Procuriamo di vivere in modo, che non ci sia detto in morte, come fu detto a quel pazzo del Vangelo: «Stulte, hac nocte animam tuam repetent a te, et quae parasti cuius erunt?» (Luc. 12. 20).8 Onde conclude S. Luca: «Sic est qui sibi thesaurizat, et non est in Deum dives». E poi dice: Procurate di farvi ricchi, non già nel mondo di robe, ma in Dio9 di virtù e di meriti, che son beni che saranno eterni con voi in cielo: «Thesaurizate vobis thesauros in coelo, ubi neque aerugo neque tinea demolitur».10 E perciò attendiamo ad acquistarci il gran tesoro del divino amore. «Quid habet dives, si caritatem non habet? Pauper si caritatem habet, quid non habet?» dice S. Agostino.11 Se uno
ha tutte le ricchezze e non ha Dio, egli è il più povero del mondo. Ma il povero che ha Dio, ha tutto. E chi ha Dio? chi l'ama: «Qui manet in caritate, in Deo manet, et Deus in eo» (1. Io. 4. 16).
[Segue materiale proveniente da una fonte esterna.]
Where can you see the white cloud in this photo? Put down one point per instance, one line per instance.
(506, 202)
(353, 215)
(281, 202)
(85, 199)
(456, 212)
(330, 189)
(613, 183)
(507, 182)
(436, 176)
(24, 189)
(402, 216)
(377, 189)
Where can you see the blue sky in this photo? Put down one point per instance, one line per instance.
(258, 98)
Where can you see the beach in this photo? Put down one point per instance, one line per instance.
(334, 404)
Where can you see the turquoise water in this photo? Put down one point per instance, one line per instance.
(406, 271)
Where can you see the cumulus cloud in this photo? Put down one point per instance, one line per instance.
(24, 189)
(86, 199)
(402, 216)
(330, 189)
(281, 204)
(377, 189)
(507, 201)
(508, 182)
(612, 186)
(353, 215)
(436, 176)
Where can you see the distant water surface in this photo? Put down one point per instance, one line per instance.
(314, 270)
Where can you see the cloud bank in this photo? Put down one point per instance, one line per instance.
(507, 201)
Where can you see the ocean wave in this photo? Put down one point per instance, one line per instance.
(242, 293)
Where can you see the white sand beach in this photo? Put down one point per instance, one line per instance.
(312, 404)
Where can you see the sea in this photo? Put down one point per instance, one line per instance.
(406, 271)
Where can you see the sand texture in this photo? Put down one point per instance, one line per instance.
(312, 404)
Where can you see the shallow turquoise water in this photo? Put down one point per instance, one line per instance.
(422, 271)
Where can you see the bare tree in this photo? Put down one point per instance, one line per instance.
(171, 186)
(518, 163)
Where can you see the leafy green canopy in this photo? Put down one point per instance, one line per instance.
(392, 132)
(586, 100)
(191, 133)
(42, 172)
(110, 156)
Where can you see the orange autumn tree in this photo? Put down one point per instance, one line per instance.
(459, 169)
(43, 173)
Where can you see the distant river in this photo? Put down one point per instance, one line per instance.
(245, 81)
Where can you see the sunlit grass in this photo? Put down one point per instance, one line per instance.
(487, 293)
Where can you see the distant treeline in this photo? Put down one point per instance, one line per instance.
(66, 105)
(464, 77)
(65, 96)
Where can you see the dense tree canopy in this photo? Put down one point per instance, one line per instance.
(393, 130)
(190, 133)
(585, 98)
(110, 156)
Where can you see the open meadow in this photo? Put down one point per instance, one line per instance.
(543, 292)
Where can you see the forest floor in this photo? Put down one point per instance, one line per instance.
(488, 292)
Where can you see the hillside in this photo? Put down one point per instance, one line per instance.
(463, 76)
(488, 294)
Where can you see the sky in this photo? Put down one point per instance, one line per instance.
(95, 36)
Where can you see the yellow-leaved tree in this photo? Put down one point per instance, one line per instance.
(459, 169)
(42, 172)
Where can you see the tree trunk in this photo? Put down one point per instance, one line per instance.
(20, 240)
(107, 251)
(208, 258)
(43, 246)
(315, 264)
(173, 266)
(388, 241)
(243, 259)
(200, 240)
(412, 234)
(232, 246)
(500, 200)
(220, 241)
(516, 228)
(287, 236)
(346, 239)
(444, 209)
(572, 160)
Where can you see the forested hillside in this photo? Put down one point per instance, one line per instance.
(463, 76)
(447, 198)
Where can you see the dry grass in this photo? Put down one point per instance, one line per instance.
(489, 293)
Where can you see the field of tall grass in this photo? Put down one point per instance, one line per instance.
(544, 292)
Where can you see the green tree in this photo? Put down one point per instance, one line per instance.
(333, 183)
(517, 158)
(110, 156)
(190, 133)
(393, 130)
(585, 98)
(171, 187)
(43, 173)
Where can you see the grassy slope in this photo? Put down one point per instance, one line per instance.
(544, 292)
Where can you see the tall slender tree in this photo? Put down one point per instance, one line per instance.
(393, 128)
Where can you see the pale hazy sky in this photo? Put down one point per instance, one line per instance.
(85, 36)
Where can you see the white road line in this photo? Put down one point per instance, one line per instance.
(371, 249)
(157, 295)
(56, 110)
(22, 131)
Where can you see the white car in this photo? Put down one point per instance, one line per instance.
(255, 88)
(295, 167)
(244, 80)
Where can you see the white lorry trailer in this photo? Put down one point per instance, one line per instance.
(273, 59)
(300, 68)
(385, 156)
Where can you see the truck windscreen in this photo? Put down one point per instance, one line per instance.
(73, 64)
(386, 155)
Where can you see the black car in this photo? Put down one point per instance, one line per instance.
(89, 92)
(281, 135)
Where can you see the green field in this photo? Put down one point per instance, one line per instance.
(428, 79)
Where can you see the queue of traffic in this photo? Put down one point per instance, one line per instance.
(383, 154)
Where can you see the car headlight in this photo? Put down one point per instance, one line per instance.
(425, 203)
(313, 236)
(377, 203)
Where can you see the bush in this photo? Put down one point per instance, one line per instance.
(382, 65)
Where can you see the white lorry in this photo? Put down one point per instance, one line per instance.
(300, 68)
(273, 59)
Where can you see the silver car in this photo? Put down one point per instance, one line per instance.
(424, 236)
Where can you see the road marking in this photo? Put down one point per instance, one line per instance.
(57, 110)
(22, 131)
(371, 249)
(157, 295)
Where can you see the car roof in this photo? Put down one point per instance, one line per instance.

Ah mio Dio, non voglio che più il demonio abbia ad aver dominio nell'anima12 mia; Voi solo voglio che ne siate il padrone, e la dominiate. Io voglio lasciar tutto per acquistare la grazia vostra. Stimo più questa, che mille corone e mille regni. E chi ho d'amare, se non voi amabile infinito, bene infinito, bellezza, bontà, amore infinito? Per lo passato io vi ho lasciato per le creature; questo mi è, e mi sarà sempre un dolore che mi trafiggerà il cuore d'avere offeso Voi, che mi avete tanto amato. Ma dopo che mi avete ligato13 mio Dio, con tante grazie, no che non mi fido14 più di vedermi privo del vostro amore. Prendetevi, amor mio, tutta la mia volontà e tutte le mie cose; fatene15 di me quello che vi piace. Se per lo passato mi sono disturbato nelle cose contrarie, ve ne domando perdono. Non voglio lamentarmi più, Signor mio, delle vostre disposizioni; so che tutte son sante, e tutte per mio bene. Fate, mio Dio, quel che volete, vi prometto di chiamarmene sempre contento, e sempre ringraziarvene. Fate ch'io v'ami, e niente più vi domando. Che beni! che onori! che mondo? Dio, Dio, voglio solo Dio.
Beata voi, o Maria, che nel mondo non amaste altro che Dio! Impetratemi ch'io v'accompagni almeno in questa vita che mi resta: in Voi confido.